GPT-5.4 in OpenClaw doesn’t suck. Your prompts do.
/ 6 min read
Table of Contents
Anthropic changed the rules for OpenClaw.
Starting April 4 at 12pm PT, Claude subscription limits no longer apply to third-party harnesses including OpenClaw. You can still use Claude. You just have to pay for extra usage on top of your subscription.
That’s the whole problem.
Opus has always had the best vibes in OpenClaw. The subscription made that easy to justify. But once you move to usage pricing, the math gets ugly fast.
So the panic makes sense.
The bad conclusion is: GPT-5.4 just isn’t good enough.
My conclusion is different:
GPT-5.4 in OpenClaw doesn’t suck. Your prompts do.
What actually changed
Anthropic’s email says:
- Claude subscription limits no longer apply to OpenClaw
- Claude Code and Claude Cowork are still covered
- OpenClaw now requires extra usage
- Anthropic is offering a one-time credit
- Anthropic is offering up to 30% prepaid bundle discounts
That means the debate changed.
It’s no longer just Opus vs GPT. It’s also subscription pricing vs usage pricing.

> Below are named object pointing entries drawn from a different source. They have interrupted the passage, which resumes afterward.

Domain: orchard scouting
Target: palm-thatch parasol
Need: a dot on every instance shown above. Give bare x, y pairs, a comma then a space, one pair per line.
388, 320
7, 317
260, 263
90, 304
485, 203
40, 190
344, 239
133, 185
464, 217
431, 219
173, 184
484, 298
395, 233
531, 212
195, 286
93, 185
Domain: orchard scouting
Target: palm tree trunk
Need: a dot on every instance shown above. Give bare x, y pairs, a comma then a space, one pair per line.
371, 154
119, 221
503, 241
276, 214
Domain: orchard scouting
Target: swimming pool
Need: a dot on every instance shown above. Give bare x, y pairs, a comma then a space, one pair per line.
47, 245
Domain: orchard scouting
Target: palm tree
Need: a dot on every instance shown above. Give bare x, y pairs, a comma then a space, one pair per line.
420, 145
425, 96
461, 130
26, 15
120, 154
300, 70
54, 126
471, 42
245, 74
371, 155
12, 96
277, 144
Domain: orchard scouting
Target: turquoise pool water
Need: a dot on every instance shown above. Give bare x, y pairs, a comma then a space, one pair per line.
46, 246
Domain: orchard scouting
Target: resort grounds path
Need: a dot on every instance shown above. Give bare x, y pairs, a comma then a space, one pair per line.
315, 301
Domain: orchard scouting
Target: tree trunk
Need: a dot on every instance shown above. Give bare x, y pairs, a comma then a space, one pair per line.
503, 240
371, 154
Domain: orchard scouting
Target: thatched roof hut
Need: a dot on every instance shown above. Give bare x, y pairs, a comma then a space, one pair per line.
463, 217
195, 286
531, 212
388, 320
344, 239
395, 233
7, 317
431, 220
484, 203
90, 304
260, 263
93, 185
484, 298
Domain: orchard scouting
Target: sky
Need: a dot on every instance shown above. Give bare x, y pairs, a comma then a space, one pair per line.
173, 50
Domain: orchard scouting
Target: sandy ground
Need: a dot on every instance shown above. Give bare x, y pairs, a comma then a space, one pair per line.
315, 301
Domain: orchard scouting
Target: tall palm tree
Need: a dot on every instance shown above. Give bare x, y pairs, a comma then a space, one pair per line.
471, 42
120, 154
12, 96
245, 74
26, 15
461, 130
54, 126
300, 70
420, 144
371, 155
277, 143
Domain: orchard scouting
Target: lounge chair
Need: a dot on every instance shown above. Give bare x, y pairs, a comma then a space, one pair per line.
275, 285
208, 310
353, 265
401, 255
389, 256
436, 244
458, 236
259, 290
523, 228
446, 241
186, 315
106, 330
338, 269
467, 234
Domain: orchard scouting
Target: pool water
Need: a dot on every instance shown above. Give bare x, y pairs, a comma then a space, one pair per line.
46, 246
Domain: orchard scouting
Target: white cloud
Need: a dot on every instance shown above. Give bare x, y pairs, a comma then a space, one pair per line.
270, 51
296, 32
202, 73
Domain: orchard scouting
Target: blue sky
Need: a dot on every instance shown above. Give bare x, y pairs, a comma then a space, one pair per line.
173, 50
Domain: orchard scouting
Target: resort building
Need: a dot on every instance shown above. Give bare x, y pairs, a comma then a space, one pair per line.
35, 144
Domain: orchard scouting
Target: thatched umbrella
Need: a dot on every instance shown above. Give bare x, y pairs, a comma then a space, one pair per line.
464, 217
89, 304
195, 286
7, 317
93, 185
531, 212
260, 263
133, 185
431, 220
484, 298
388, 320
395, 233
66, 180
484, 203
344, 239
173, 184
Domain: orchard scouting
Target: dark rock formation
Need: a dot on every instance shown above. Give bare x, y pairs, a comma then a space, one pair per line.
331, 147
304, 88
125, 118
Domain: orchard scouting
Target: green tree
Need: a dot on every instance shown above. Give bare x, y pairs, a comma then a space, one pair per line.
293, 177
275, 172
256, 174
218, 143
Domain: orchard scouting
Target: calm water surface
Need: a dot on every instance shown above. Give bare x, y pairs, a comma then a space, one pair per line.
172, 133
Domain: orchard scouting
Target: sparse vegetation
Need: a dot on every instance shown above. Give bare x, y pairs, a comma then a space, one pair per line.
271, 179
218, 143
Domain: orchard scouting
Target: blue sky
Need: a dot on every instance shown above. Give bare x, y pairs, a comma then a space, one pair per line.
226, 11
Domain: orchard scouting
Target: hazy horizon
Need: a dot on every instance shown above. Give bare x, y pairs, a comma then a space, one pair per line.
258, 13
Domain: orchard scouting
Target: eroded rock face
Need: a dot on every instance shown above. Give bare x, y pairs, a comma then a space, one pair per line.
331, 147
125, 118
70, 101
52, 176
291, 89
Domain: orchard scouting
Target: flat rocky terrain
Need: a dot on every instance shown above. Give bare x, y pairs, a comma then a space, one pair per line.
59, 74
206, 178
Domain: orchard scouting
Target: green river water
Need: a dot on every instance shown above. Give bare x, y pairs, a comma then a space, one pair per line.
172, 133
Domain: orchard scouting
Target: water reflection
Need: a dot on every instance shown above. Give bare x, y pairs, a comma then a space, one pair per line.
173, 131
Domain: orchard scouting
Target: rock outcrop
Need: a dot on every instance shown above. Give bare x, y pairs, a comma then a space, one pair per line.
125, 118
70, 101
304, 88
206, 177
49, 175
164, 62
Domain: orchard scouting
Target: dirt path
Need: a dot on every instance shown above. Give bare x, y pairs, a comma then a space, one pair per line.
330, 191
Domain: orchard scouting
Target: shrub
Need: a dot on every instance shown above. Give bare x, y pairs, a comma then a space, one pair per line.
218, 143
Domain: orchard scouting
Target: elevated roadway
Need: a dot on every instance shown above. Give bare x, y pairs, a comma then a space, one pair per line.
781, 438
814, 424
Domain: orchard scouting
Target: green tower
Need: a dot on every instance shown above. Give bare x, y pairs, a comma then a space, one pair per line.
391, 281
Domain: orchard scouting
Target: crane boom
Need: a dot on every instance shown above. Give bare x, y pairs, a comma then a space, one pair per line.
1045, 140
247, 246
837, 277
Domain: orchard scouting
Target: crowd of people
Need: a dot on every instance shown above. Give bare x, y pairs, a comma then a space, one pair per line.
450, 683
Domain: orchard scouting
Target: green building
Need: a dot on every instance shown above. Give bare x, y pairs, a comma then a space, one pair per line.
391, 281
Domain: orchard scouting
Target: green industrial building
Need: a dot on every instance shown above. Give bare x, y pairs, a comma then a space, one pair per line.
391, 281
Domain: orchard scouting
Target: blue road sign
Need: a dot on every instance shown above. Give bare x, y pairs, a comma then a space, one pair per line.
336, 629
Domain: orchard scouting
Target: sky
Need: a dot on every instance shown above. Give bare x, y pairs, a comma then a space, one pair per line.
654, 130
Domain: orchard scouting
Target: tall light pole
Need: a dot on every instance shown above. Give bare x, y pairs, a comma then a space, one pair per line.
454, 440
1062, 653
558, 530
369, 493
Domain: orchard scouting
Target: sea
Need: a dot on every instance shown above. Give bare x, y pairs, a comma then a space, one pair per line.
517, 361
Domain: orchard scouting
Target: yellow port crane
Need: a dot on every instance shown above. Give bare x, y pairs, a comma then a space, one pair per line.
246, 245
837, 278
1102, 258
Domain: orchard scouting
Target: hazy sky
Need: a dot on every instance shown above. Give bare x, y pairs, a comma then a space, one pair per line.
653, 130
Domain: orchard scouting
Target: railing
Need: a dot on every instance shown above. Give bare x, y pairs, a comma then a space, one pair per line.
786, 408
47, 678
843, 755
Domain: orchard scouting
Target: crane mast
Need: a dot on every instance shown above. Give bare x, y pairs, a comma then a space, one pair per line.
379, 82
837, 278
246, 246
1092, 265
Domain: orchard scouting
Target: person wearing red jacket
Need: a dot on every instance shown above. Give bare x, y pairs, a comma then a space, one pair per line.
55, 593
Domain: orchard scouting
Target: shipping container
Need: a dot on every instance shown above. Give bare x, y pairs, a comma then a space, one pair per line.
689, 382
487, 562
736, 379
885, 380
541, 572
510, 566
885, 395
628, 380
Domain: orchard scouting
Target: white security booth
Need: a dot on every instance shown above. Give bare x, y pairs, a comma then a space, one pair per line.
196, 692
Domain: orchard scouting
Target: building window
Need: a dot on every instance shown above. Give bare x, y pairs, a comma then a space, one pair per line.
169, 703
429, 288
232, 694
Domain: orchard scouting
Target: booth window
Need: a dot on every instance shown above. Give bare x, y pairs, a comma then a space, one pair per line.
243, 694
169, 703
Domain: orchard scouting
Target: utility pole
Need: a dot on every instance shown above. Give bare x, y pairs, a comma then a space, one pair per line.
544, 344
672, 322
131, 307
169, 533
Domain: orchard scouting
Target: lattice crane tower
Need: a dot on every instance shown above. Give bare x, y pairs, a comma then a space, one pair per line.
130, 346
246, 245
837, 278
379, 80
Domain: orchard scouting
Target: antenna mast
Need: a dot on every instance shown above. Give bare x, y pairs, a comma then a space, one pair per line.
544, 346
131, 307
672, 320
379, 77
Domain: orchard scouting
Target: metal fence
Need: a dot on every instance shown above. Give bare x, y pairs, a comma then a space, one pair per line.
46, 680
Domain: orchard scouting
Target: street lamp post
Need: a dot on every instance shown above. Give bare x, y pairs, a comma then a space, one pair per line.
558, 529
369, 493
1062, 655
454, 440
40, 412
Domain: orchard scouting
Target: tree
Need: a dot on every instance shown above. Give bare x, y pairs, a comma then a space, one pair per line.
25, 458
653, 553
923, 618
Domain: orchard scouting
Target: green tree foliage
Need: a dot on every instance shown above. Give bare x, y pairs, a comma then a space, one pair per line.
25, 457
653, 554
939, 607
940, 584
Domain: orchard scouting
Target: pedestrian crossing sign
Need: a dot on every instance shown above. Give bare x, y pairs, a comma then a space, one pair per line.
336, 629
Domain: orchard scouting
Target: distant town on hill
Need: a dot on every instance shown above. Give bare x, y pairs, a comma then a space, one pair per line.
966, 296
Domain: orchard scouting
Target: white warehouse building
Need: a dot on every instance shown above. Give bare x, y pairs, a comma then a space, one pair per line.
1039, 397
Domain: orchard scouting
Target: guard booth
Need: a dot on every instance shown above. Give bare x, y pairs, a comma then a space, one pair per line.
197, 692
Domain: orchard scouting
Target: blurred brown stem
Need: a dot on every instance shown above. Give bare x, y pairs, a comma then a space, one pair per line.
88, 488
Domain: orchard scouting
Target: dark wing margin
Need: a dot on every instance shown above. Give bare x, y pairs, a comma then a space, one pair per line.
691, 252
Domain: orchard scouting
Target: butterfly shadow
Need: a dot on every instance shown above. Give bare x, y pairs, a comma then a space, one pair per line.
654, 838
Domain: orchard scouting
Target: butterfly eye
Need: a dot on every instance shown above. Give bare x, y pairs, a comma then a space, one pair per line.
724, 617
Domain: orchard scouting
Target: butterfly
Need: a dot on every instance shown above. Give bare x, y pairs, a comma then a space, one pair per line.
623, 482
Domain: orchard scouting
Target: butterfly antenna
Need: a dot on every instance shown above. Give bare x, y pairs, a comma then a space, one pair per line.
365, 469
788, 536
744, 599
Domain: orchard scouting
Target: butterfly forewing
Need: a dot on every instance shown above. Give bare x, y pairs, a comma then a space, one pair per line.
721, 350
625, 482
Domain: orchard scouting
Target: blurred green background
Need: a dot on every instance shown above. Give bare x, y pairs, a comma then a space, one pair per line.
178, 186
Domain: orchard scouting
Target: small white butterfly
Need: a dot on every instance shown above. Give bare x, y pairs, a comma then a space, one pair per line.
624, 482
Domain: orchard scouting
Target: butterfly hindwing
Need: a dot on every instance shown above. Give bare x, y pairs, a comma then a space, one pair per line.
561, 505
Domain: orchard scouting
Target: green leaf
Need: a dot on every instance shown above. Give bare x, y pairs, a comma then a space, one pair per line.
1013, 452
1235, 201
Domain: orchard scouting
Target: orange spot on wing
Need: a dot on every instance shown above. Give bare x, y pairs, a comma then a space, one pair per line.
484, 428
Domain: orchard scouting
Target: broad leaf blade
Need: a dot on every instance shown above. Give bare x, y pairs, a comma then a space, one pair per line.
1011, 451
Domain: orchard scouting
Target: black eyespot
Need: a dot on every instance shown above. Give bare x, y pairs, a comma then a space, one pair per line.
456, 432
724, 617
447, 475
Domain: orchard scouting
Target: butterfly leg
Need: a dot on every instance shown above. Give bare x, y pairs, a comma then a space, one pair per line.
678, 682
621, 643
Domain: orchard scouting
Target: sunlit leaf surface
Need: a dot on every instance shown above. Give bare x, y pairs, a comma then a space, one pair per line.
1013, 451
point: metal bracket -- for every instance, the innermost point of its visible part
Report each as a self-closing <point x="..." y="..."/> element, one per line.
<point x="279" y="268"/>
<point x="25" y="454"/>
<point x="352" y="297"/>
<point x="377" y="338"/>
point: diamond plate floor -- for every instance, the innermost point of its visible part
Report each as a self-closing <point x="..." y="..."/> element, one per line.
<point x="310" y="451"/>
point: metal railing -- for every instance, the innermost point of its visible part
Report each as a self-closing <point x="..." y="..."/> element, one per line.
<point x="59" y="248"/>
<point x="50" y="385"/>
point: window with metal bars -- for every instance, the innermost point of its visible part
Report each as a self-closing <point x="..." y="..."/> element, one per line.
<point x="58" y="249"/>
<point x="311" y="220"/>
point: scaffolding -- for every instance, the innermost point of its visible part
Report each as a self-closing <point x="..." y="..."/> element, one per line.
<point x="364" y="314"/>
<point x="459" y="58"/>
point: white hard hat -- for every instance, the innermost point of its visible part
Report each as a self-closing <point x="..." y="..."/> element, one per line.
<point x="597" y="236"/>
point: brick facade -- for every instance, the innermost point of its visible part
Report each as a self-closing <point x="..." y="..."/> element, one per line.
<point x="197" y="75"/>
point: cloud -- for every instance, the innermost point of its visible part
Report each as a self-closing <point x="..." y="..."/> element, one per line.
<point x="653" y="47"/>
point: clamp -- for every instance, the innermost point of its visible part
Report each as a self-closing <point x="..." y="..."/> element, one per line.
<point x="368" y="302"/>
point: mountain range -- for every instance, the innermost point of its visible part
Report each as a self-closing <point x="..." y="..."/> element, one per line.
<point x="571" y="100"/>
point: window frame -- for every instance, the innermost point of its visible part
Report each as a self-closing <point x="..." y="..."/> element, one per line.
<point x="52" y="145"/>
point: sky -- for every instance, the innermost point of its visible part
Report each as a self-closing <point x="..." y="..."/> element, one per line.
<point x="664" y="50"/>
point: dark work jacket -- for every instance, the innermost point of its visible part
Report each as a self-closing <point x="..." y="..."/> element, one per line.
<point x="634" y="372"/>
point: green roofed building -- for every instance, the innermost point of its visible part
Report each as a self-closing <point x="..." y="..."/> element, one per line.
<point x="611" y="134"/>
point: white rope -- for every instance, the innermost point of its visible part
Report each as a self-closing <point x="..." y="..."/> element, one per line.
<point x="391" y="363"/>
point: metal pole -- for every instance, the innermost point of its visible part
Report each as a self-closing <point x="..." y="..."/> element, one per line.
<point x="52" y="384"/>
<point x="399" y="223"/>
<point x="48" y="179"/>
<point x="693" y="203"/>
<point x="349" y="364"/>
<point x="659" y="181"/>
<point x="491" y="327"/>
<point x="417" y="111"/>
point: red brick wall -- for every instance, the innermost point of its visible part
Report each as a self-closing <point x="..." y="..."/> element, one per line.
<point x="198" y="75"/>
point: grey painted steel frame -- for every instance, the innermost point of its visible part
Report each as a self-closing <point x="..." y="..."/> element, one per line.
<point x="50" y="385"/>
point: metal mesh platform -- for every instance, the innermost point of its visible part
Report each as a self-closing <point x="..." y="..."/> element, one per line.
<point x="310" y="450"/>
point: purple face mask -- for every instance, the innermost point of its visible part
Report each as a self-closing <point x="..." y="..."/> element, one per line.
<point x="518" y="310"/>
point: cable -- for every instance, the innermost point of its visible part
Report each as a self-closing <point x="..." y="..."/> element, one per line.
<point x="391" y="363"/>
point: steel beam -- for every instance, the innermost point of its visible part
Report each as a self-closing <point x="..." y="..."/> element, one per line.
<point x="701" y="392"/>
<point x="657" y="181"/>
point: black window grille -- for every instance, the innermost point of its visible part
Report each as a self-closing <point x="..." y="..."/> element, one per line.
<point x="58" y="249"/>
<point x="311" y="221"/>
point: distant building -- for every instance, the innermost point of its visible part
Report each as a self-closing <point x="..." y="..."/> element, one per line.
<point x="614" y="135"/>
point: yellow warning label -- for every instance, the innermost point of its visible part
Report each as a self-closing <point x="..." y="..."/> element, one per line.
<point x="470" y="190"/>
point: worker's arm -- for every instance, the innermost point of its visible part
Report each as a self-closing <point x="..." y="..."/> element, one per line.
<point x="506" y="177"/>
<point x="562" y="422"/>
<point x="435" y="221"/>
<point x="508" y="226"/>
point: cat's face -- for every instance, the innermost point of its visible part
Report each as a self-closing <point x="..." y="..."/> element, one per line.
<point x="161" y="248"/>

Why people are suddenly looking at GPT
OpenAI still supports a subscription-backed path through ChatGPT / Codex.
OpenAI’s docs say:
- Sign in with ChatGPT gives subscription access
- Every ChatGPT plan includes Codex
codex login --device-authworks for remote boxes
That matters more than benchmark tribalism.
A lot of users are not choosing between two abstract models. They’re choosing between:
- “this still feels like a subscription”
- and
- “this can quietly become an infra bill”
The real mistake people are making
I keep hearing the same complaint:
“GPT is substantially dumber than Claude in an OpenClaw context.”
I get it.
But most people are not testing GPT-5.4 fairly.
They’re taking prompts and bootstrap files that were tuned around Claude behavior, swapping the model name, and calling that an eval.
That’s not an eval. That’s a setup mismatch.
The framing from One Soul, Many Minds is right:
- same soul
- same mission
- same personality
- different overlay per model
You do not need a different assistant. You probably do need different prompting.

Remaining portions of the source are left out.